JuliaData / Missings.jl

Missing value support for Julia
Other
72 stars 19 forks source link

parse with Missing #61

Open bkamins opened 6 years ago

bkamins commented 6 years ago

I would like to put under consideration if we want to add methods to parse that accept Union{T, Missing} argument (or create a similar method). This would be something like tryparse but returning missing on failure.

I would think of something like:

nalimilan commented 6 years ago

Actually with https://github.com/JuliaLang/julia/pull/23642 tryparse will have return type Union{Some{T}, Void} (or maybe just Union{T, Void} depending on the outcome of discussions). I'm not sure we want to allow parse(Union{T, Missing}, ...) in addition to that. There have been lots of discussions about this kind of syntax around the introduction of tryparse in Base.

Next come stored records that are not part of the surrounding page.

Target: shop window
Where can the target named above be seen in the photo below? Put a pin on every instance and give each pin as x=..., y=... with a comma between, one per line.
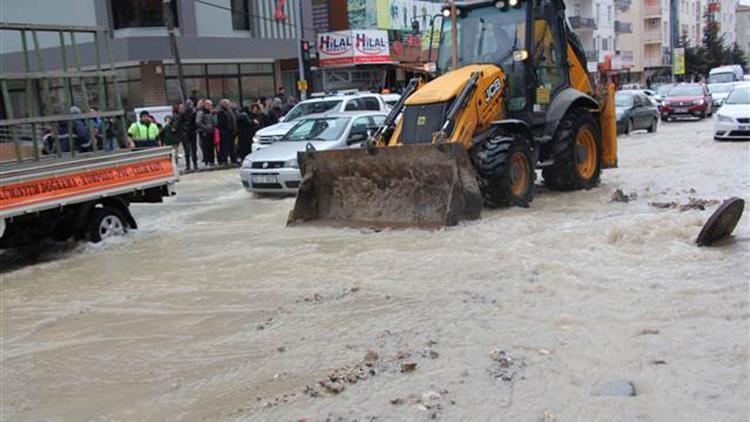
x=222, y=69
x=256, y=68
x=139, y=13
x=254, y=87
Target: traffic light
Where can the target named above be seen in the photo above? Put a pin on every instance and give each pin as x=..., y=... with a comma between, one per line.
x=305, y=51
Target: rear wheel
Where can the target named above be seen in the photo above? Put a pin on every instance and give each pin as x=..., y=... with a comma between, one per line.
x=505, y=166
x=576, y=153
x=105, y=222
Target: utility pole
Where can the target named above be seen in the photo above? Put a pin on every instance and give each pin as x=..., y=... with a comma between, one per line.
x=168, y=14
x=300, y=59
x=454, y=34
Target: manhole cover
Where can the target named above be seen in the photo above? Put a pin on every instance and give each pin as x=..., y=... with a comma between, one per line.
x=722, y=222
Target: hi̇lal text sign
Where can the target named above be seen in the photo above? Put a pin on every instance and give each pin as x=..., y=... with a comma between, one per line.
x=47, y=189
x=355, y=46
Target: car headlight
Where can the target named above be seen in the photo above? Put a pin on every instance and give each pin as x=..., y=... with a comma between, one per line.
x=725, y=119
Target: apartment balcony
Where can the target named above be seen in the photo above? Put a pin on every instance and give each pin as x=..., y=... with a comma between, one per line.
x=652, y=9
x=652, y=36
x=578, y=23
x=623, y=27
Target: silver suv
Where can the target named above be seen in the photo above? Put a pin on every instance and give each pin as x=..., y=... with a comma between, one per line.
x=363, y=101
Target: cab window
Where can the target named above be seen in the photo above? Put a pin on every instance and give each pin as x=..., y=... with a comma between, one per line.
x=547, y=60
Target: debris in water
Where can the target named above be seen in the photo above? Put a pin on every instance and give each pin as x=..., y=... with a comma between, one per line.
x=371, y=358
x=663, y=205
x=620, y=196
x=650, y=330
x=619, y=388
x=722, y=222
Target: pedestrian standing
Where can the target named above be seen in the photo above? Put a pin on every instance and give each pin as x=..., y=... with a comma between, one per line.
x=227, y=125
x=168, y=134
x=144, y=133
x=204, y=123
x=186, y=135
x=248, y=120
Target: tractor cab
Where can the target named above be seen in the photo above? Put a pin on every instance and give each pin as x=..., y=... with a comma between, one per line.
x=527, y=39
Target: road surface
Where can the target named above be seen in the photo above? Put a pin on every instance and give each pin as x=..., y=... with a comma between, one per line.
x=214, y=310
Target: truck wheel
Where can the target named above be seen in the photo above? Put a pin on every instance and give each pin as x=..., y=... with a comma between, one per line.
x=506, y=172
x=576, y=153
x=104, y=223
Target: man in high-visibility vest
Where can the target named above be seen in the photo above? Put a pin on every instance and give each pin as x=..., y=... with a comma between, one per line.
x=143, y=133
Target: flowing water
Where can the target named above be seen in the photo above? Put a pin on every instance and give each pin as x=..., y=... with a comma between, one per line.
x=213, y=309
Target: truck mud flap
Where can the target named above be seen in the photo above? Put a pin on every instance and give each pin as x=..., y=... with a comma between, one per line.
x=424, y=186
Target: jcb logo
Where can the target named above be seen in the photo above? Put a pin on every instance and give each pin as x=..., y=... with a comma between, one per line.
x=492, y=90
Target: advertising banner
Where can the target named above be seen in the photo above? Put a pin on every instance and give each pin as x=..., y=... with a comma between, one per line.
x=353, y=46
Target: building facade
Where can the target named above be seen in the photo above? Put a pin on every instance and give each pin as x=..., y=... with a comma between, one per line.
x=236, y=49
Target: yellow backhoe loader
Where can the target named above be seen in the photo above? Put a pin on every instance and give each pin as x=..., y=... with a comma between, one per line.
x=513, y=96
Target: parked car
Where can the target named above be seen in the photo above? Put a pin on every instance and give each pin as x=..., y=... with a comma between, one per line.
x=274, y=169
x=635, y=111
x=723, y=74
x=391, y=99
x=719, y=92
x=687, y=100
x=335, y=103
x=733, y=119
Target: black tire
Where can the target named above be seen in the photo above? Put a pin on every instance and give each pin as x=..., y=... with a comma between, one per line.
x=105, y=222
x=505, y=169
x=563, y=174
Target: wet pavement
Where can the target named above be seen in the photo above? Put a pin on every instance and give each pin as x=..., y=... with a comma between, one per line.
x=577, y=308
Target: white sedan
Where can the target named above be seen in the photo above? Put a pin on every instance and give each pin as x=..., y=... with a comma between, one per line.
x=733, y=118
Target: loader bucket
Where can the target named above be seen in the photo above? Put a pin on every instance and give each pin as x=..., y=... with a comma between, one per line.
x=425, y=186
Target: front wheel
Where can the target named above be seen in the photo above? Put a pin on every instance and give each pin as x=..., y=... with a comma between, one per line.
x=576, y=153
x=105, y=222
x=505, y=167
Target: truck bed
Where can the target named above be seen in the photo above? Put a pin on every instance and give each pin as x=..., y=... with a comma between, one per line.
x=55, y=182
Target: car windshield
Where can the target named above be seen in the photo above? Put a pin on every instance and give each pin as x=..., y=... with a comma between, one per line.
x=739, y=96
x=690, y=91
x=325, y=129
x=664, y=89
x=623, y=100
x=312, y=107
x=719, y=88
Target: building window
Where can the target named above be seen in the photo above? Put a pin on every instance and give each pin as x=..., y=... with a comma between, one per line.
x=139, y=13
x=240, y=15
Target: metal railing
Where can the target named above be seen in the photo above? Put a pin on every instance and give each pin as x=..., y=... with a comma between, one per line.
x=52, y=116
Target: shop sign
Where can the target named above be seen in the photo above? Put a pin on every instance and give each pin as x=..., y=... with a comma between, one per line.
x=353, y=46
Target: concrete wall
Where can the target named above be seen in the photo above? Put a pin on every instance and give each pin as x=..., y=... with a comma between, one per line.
x=56, y=12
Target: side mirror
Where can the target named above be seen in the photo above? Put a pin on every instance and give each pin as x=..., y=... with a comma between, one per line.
x=520, y=55
x=356, y=137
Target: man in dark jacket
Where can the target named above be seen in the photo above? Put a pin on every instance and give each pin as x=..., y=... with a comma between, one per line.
x=186, y=135
x=204, y=122
x=227, y=124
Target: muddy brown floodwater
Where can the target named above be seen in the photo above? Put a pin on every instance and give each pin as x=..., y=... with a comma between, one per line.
x=214, y=310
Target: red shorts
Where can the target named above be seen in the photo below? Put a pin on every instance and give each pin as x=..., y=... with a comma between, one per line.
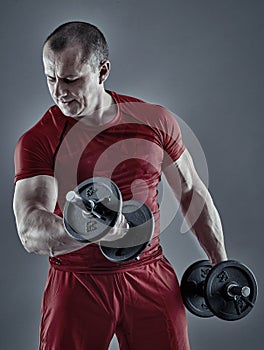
x=141, y=305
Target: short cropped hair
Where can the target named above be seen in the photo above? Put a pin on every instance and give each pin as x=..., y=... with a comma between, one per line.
x=88, y=36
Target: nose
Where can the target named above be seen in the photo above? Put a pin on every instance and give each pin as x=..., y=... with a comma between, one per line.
x=59, y=89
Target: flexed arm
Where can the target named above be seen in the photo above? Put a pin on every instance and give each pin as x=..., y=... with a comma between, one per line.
x=197, y=206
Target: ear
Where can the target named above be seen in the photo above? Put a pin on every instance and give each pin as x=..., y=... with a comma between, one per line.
x=104, y=71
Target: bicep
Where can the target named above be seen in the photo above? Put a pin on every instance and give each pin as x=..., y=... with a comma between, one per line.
x=182, y=176
x=38, y=192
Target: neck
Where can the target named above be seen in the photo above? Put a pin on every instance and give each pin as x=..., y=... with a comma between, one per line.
x=104, y=111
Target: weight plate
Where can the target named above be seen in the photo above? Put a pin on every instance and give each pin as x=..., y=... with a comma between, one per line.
x=141, y=228
x=223, y=305
x=80, y=222
x=192, y=288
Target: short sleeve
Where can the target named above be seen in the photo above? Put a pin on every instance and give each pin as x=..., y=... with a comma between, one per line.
x=173, y=145
x=32, y=157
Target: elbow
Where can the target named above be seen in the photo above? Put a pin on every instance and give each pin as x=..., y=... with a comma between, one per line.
x=27, y=240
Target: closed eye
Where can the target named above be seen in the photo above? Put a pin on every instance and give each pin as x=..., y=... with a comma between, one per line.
x=69, y=81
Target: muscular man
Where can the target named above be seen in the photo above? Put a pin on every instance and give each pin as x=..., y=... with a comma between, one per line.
x=94, y=132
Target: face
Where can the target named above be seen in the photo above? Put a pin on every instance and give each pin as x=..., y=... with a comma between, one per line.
x=75, y=86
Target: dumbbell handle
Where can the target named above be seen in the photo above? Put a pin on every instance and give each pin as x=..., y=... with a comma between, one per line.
x=72, y=196
x=234, y=290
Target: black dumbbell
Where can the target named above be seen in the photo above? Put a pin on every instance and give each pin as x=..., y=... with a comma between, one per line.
x=228, y=290
x=95, y=206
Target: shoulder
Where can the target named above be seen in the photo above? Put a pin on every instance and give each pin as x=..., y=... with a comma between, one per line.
x=46, y=129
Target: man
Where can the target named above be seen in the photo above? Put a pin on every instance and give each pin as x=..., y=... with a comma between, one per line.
x=94, y=132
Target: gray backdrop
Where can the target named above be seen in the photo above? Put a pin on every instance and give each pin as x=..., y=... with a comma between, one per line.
x=203, y=59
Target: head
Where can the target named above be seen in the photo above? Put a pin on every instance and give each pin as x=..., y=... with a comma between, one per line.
x=75, y=57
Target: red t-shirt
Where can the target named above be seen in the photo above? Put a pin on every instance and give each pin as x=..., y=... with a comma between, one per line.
x=132, y=150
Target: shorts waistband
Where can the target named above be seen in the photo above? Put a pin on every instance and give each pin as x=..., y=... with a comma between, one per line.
x=91, y=260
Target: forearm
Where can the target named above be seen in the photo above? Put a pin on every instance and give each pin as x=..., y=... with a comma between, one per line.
x=42, y=232
x=204, y=220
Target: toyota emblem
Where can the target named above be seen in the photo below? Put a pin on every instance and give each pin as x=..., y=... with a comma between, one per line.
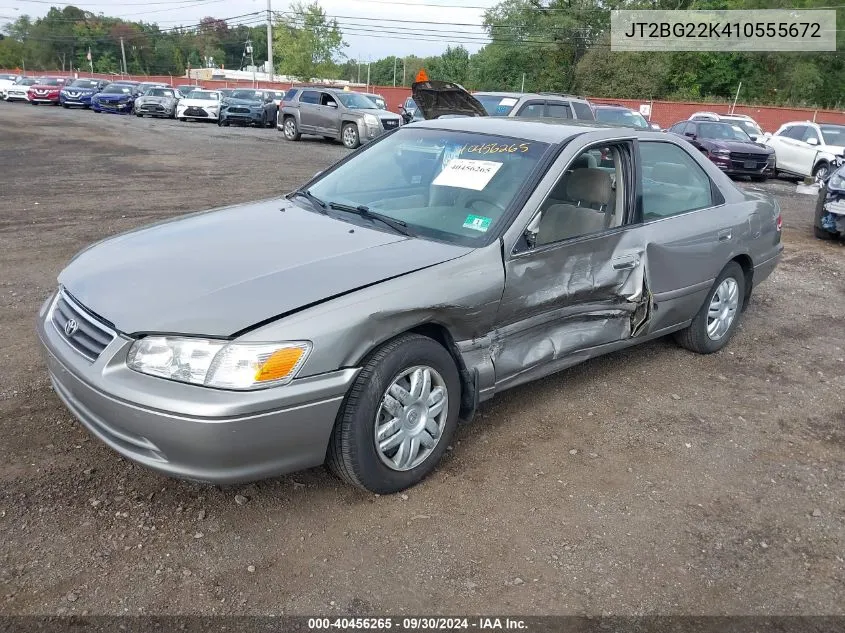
x=71, y=326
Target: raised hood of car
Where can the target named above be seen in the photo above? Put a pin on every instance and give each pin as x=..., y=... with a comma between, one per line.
x=438, y=98
x=223, y=271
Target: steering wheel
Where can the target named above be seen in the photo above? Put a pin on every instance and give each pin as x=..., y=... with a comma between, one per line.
x=469, y=204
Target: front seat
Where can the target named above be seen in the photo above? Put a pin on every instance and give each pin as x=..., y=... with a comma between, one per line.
x=589, y=195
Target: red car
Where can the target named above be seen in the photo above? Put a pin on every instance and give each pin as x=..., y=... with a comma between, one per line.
x=46, y=90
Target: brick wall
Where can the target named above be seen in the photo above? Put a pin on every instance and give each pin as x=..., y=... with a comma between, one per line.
x=663, y=112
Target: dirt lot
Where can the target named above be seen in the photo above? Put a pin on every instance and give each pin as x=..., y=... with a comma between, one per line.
x=705, y=485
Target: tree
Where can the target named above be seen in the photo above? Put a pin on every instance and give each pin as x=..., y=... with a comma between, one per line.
x=306, y=43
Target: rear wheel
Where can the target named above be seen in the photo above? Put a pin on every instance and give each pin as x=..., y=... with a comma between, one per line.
x=715, y=323
x=398, y=417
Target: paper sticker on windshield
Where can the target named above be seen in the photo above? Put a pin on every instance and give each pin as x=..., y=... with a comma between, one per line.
x=467, y=174
x=477, y=223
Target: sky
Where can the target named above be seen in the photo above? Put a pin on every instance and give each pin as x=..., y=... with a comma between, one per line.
x=365, y=24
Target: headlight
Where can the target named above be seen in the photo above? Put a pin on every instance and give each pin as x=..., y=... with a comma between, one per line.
x=837, y=181
x=220, y=364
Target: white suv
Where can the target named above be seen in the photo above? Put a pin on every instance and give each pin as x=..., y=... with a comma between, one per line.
x=742, y=121
x=805, y=148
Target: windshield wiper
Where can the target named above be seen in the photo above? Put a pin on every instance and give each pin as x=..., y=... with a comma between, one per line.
x=305, y=193
x=365, y=212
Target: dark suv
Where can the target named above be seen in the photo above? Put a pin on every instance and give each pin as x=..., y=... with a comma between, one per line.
x=729, y=147
x=340, y=115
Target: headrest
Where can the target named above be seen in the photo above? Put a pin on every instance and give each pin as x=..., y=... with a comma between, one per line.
x=590, y=186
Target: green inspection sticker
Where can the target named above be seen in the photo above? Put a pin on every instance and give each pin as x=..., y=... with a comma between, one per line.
x=477, y=223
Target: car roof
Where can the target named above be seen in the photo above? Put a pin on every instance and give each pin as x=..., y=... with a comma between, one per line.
x=540, y=130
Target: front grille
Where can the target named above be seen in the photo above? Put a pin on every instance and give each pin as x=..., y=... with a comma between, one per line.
x=90, y=337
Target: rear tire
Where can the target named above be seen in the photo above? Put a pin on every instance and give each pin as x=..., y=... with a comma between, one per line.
x=698, y=337
x=423, y=431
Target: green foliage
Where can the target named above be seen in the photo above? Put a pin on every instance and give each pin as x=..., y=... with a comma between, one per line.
x=306, y=43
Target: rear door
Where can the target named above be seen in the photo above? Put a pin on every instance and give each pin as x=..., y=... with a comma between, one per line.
x=309, y=102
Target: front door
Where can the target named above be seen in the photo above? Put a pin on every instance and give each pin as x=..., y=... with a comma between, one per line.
x=577, y=280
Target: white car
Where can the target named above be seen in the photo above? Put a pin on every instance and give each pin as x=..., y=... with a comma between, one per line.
x=5, y=82
x=19, y=90
x=742, y=121
x=805, y=148
x=200, y=104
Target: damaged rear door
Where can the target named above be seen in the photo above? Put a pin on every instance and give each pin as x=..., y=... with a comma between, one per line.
x=574, y=278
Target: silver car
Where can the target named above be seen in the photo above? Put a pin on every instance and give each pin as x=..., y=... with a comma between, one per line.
x=355, y=321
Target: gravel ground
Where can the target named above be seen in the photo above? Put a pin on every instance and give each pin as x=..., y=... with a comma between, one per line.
x=648, y=481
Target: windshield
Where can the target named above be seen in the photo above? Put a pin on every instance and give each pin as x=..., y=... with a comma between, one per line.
x=621, y=117
x=833, y=134
x=445, y=185
x=160, y=92
x=354, y=101
x=247, y=95
x=497, y=105
x=116, y=89
x=717, y=130
x=84, y=83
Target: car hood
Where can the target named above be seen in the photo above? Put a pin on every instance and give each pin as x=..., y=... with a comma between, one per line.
x=740, y=146
x=220, y=272
x=198, y=103
x=438, y=98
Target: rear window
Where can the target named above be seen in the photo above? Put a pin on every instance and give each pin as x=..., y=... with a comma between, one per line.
x=583, y=110
x=497, y=105
x=309, y=96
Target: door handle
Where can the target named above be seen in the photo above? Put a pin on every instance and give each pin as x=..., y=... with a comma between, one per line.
x=626, y=262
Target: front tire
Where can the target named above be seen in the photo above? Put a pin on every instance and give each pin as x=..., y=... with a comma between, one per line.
x=398, y=418
x=349, y=136
x=716, y=322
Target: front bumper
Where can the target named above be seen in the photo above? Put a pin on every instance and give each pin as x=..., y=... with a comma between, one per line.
x=189, y=431
x=244, y=118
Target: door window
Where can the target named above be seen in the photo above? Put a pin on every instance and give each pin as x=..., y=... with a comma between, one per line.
x=672, y=182
x=309, y=96
x=558, y=110
x=588, y=198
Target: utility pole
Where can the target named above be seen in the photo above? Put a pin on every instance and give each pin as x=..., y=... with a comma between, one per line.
x=270, y=41
x=123, y=52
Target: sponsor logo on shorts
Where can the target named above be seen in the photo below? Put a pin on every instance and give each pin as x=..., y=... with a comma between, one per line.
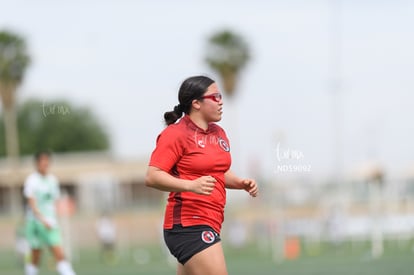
x=208, y=236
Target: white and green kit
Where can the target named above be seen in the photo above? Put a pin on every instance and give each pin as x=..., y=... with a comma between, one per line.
x=44, y=189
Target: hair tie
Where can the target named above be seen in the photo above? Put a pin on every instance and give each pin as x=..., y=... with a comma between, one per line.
x=178, y=109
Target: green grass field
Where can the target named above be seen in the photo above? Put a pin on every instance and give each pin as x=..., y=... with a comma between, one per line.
x=344, y=260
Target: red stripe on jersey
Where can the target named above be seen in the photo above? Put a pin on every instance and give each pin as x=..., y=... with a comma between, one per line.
x=177, y=208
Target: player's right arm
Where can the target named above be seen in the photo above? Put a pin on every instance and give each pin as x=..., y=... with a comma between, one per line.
x=161, y=180
x=33, y=206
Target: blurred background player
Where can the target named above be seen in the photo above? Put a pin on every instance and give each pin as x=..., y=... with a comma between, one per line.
x=106, y=230
x=41, y=190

One issue is that parse(Union{T, Missing}, x) could be syntax to parse "missing" as missing, numbers as Int, and throw and error in other cases.

bkamins commented 6 years ago

Close this issue then or keep for a reference?

nalimilan commented 6 years ago

I'd say it depends on whether you think this syntax is needed or not.

bkamins commented 6 years ago

I believe we need a function that returns missing if parsing fails. It does not have to be prase, actually tryparse is more natural, but now it returns Nullable (which behavior I earlier thought would be retained as computer scientist missingness).

So let me comment on a use case and you can decide which way to go (I have much less understanding of the whole ecosystem context). A typical scenario with DataFrames is to read some data which is messy but is supposed to contain integers. Assume that we already have it as ["1", "2", "?", "", "3", "unknown"].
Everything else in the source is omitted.